Ich glaube, dass Corona uns vor allen Dingen auf die Fragilität der Welt aufmerksam macht, in der wir leben. Es kann ganz schnell etwas passieren, das die Grundlagen unserer Existenz erschüttert. Nur ein Beispiel: Was machen wir, wenn es nicht mehr genügend Insekten gibt, die Getreide bestäuben? Dann haben wir weltweit riesige Hungersnöte. Vor einigen Jahren gab es eine Studie, die gezeigt hat, dass – zumindest in Deutschland – die Gesamtbiomasse der Insekten um 75% zurückgegangen ist. Corona ist ein Hinweis auf die Fragilität unserer ökologischen Situation oder grundsätzlich auf das Prekäre unseres Lebens. Corona hat auch die soziale und wirtschaftliche Ungleichheit unserer Gesellschaft deutlicher gemacht. Wer vorher prekär beschäftigt war, ist jetzt ohne Job. Bestimmte Firmen aber, etwa Amazon oder andere IT-Firmen, haben mit der Pandemie viel Geld gemacht.

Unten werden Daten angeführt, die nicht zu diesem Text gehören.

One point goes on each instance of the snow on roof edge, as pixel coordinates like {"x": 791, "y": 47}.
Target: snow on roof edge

Aber es gibt auch etwas, das Hoffnung macht. Der Lockdown in Europa hat gezeigt, dass man doch politisch viel mehr Bewegungsspielraum hat, als man glaubte. Es muss jetzt darum gehen, Umweltpolitik zur absoluten Priorität zu erheben. Förderungen des Staats müssen an Umweltauflagen geknüpft werden. Dagegen sind Maßnahmen wie in Deutschland zur angeblichen Ankurbelung der Wirtschaft wie Verschrottungsprämien oder die Förderung von Elektroautos absolut kontraproduktiv. Aber das heißt auch, dass wir einen komplexeren Begriff von „Umwelt“ brauchen, dass wir Umweltpolitik in globalen Zusammenhängen denken müssen. Deshalb hänge ich so an dem Begriff des Anthropozäns. Jetzt ist der Moment, Umweltfragen wirklich als Priorität zu behandeln und die Karten neu zu mischen, statt zu fragen, wie wir so schnell wie möglich zurück kommen zu einem Zustand vor Corona.